Company Overview
Atomera Incorporated operates within the technology sector, specifically focusing on the semiconductor equipment and materials industry where it develops, commercializes, and licenses proprietary processes and technologies for the semiconductor industry in North America and Europe. The company's primary operational focus centers on its lead technology, Mears Silicon Technology, which consists of a thin film of reengineered silicon designed to be applied as a specific material solution for the industry. This entity maintains a relatively small operational scale with a total employee count of 21 individuals supporting its research and commercialization efforts across international markets. Its current market capitalization stands at $176.07M, while its trailing twelve-month revenue is reported at $65,000, indicating a significant disparity between its market valuation and its reported financial output. These figures suggest that the market values the company based on potential technology adoption and proprietary asset value rather than current profit generation, a common characteristic for early-stage technology firms in the semiconductor supply chain.
Financial Health
Atomera Incorporated reported a trailing twelve-month revenue of $65,000, yet its net income for the same period was a loss of $-20,174,000, revealing a cost structure where expenses vastly exceed the minimal revenue generated. The company also recorded an EBITDA of $-20,138,000, which further underscores the heavy operational costs required to maintain its technology development and licensing infrastructure. Free cash flow for the trailing twelve months is listed at $-7,791,375, indicating that the company is burning cash rather than generating liquidity, which limits its financial flexibility and reliance on external capital sources. The gross margin is recorded at 0.0%, suggesting that the cost of goods sold completely offsets revenue, while the operating margin of -9224.0% and profit margin of 0.0% highlight extreme operational inefficiency relative to the tiny revenue base. On the balance sheet, the company holds $19.21M in cash against $1.28M in debt, creating a substantial liquidity buffer, although the debt-to-equity ratio of 6.96 indicates a highly leveraged capital structure relative to its equity base. The current ratio stands at 9.80, which implies that the company possesses a very high level of short-term liquidity relative to its current liabilities, allowing it to meet immediate obligations without stress. Return on equity is -92.8% and return on assets is -52.6%, metrics that reveal management has yet to generate positive returns on the capital invested in the business, reflecting the early-stage nature of its technology commercialization.
Valuation Assessment
The trailing P/E ratio is listed as N/A due to the lack of positive earnings, while the forward P/E is -8.58, implying that the market expects earnings to remain negative or that valuation models are relying on price-to-sales metrics instead of earnings multiples.
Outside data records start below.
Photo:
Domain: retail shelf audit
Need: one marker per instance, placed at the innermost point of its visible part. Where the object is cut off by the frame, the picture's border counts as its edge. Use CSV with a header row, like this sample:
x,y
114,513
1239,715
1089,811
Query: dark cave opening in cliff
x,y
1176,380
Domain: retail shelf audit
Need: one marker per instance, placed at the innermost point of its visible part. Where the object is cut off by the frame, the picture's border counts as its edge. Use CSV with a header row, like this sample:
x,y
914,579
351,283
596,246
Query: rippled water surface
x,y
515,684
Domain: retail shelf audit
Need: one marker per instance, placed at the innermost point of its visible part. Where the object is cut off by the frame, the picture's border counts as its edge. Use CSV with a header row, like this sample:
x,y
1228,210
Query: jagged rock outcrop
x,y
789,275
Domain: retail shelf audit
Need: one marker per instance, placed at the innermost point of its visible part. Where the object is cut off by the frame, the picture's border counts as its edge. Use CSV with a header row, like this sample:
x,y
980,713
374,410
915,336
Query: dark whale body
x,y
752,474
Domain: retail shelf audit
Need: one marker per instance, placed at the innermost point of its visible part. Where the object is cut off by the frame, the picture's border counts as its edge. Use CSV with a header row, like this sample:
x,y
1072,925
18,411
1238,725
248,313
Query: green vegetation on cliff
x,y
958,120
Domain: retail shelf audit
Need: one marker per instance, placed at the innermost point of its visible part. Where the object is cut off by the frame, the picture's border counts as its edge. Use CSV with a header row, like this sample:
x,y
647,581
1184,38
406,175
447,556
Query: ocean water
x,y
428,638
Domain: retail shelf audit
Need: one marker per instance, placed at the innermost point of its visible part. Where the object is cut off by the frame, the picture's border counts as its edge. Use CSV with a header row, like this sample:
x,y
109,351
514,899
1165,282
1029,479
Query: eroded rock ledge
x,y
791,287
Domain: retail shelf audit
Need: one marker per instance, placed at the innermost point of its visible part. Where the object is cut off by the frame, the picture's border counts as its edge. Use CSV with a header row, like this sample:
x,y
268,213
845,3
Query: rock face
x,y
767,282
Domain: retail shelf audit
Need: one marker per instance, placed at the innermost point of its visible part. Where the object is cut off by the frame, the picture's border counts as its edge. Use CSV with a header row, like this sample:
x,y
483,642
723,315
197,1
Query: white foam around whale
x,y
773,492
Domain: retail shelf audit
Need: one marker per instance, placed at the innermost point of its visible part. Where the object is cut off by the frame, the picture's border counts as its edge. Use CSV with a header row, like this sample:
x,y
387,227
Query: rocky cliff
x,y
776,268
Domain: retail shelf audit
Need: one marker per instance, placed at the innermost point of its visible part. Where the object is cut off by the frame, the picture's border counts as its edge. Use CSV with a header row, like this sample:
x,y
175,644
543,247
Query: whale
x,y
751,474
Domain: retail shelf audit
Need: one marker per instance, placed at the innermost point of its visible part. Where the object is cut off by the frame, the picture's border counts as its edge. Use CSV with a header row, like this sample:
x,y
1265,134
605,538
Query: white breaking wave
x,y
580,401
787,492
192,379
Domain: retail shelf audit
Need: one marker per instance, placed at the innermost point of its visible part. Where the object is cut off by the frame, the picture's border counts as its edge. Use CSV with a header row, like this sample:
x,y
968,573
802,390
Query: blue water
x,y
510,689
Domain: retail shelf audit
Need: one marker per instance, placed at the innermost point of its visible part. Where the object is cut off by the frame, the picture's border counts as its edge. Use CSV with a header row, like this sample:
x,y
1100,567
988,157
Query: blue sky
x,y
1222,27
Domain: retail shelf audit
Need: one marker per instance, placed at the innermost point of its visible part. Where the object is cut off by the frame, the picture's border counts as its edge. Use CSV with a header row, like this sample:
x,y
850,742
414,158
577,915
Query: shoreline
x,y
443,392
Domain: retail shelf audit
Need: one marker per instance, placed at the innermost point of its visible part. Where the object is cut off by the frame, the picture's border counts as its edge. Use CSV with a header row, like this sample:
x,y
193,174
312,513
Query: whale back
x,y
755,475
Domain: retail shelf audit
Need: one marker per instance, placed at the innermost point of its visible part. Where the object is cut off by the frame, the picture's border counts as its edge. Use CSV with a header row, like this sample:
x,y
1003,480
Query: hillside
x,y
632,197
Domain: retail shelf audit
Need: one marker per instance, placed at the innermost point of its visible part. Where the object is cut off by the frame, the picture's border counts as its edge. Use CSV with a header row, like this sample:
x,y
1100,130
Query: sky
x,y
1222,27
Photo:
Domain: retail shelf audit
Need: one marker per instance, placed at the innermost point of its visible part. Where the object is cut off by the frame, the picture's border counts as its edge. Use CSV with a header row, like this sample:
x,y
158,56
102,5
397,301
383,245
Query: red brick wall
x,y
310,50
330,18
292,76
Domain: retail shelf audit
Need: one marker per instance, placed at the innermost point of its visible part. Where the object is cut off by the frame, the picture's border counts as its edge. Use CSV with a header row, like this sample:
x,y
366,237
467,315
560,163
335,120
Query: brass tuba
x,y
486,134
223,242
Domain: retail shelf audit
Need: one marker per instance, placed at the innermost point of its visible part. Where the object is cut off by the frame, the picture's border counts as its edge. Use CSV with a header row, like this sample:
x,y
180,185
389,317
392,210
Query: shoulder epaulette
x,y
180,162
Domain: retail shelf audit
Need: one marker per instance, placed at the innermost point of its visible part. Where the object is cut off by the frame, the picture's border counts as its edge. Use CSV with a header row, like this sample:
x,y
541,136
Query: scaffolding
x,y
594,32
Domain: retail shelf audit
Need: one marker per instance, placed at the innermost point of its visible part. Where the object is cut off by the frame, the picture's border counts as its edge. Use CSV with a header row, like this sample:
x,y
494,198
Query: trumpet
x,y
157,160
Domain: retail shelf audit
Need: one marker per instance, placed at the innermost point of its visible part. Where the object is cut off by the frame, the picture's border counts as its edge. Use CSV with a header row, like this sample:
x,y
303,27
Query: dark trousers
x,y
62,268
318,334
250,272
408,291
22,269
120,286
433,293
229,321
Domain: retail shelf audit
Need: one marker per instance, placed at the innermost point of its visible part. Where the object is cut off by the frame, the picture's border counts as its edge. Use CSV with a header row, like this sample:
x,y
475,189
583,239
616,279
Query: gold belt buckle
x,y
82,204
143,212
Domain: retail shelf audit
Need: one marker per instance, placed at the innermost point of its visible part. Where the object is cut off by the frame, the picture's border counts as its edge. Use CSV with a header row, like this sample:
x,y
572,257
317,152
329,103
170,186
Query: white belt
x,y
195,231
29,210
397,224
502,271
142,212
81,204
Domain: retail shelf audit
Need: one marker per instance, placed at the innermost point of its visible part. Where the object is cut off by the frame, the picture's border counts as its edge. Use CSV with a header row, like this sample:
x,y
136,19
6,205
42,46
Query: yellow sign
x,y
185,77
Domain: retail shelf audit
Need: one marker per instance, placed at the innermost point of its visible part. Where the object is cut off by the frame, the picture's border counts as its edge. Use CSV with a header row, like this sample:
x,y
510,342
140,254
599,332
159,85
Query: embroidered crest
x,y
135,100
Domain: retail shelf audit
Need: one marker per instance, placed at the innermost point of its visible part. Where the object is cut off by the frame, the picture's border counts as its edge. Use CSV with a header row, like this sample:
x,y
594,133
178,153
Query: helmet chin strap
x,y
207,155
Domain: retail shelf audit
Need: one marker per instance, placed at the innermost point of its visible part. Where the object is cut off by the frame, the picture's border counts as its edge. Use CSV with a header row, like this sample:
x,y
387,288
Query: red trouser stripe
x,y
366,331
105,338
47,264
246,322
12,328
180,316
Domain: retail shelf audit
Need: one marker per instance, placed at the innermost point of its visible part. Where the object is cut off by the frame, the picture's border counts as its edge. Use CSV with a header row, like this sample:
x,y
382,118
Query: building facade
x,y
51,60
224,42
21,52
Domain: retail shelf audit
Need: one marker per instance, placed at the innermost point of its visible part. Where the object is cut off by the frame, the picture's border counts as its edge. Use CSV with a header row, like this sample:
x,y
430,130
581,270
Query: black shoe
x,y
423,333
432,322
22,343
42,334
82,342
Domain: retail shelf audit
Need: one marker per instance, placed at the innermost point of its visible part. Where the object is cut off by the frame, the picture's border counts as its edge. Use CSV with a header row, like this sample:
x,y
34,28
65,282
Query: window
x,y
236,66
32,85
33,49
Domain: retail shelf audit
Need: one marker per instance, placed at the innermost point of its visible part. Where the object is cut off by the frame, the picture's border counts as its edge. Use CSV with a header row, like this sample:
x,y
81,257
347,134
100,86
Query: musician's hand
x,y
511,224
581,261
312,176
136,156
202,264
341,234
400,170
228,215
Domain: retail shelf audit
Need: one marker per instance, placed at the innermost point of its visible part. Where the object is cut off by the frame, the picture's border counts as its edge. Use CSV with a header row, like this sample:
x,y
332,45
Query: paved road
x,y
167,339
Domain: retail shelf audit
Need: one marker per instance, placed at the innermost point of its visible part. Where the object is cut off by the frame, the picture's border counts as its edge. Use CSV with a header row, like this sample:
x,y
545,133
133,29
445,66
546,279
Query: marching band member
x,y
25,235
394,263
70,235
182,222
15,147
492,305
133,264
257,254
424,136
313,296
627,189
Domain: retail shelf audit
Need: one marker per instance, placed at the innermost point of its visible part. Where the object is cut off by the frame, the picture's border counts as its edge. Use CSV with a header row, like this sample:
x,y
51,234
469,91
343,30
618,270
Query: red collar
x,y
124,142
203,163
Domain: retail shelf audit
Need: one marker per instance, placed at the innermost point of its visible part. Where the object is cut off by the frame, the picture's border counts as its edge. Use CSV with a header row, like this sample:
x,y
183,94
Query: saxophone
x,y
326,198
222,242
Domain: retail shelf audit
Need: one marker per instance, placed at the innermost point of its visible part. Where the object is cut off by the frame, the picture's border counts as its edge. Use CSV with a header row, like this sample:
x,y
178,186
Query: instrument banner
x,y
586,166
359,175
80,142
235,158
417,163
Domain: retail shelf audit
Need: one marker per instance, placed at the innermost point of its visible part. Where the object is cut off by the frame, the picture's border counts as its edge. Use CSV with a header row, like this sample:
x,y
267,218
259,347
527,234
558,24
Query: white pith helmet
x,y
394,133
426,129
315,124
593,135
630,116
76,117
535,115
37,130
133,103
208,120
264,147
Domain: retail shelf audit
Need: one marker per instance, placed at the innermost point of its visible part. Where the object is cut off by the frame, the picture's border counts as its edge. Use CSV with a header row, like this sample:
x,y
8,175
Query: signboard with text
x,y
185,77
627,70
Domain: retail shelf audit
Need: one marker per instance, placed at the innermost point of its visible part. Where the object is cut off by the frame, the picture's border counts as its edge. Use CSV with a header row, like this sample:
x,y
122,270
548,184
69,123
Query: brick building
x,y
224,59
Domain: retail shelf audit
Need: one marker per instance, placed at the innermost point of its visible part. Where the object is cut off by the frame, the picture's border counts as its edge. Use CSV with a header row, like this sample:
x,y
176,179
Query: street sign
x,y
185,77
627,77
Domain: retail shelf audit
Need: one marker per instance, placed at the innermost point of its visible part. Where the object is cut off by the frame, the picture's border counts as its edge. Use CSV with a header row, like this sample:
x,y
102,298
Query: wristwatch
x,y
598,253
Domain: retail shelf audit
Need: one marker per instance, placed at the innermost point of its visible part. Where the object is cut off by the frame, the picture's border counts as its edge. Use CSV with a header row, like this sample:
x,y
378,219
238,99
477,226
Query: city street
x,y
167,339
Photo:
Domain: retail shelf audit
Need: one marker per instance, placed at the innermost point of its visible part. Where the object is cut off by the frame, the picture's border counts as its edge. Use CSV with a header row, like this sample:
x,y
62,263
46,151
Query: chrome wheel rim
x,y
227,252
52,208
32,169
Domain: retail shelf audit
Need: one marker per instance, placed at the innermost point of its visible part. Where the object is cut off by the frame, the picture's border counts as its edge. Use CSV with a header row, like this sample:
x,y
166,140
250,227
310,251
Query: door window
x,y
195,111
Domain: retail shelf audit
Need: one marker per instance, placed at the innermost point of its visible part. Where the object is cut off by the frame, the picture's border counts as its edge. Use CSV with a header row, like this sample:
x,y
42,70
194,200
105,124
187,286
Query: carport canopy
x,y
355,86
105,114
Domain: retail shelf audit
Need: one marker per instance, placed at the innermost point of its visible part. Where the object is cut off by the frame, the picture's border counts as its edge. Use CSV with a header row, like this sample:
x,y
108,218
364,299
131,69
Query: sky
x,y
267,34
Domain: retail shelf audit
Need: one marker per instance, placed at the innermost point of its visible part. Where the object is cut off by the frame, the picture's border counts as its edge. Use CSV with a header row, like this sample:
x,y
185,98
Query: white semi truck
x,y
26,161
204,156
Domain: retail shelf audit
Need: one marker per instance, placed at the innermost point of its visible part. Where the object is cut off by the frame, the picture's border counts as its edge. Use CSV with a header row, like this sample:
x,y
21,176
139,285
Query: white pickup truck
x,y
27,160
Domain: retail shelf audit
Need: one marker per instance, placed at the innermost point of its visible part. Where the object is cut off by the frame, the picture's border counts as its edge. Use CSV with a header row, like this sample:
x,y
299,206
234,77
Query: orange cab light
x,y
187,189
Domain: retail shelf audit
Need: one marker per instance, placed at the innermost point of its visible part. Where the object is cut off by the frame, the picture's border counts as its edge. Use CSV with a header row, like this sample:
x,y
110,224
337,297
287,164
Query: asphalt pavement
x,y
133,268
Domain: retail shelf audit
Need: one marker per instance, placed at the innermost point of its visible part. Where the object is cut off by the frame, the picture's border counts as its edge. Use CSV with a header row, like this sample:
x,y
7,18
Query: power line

The price-to-book ratio is 8.01, indicating that the stock is trading at a significant premium over its book value, which suggests the market places a high valuation on the company's intangible assets and proprietary silicon technology. Alternative valuation metrics such as the price-to-sales ratio of 2708.73 and an EV/EBITDA of -7.85 further illustrate that traditional valuation methods are skewed by negative earnings, forcing reliance on sales multiples that are exceptionally high for a firm with minimal revenue. The 52-week high is $7.73 and the 52-week low is $1.89, providing a range within which the stock has traded; without a specific current price to calculate the exact percentage, the valuation is anchored between these historical extremes which represent the market's recent sentiment on the firm's risk profile. The beta value is 0.97, which indicates that the stock's price volatility is generally in line with the broader market, suggesting it does not exhibit extreme sensitivity to market-wide fluctuations despite its high valuation multiples.
Growth & Income
Atomera Incorporated reported a revenue growth year-over-year of 117.4%, while earnings growth is N/A due to the company's continued losses, implying that revenue expansion is not yet translating into profitability as the firm scales its technology deployment. The company does not pay a dividend, as evidenced by a dividend yield of N/A and a payout ratio of 0.0%, meaning that all available cash flow is retained and reinvested into the business to fund further technology development and commercialization efforts rather than being distributed to shareholders. This reinvestment strategy is typical for technology firms in the semiconductor materials space that require significant capital to mature their proprietary processes and secure market share. The overall growth and income profile is characterized by rapid revenue expansion paired with substantial negative earnings and no income distribution, reflecting a high-risk, high-potential growth trajectory typical of specialized semiconductor equipment and materials developers.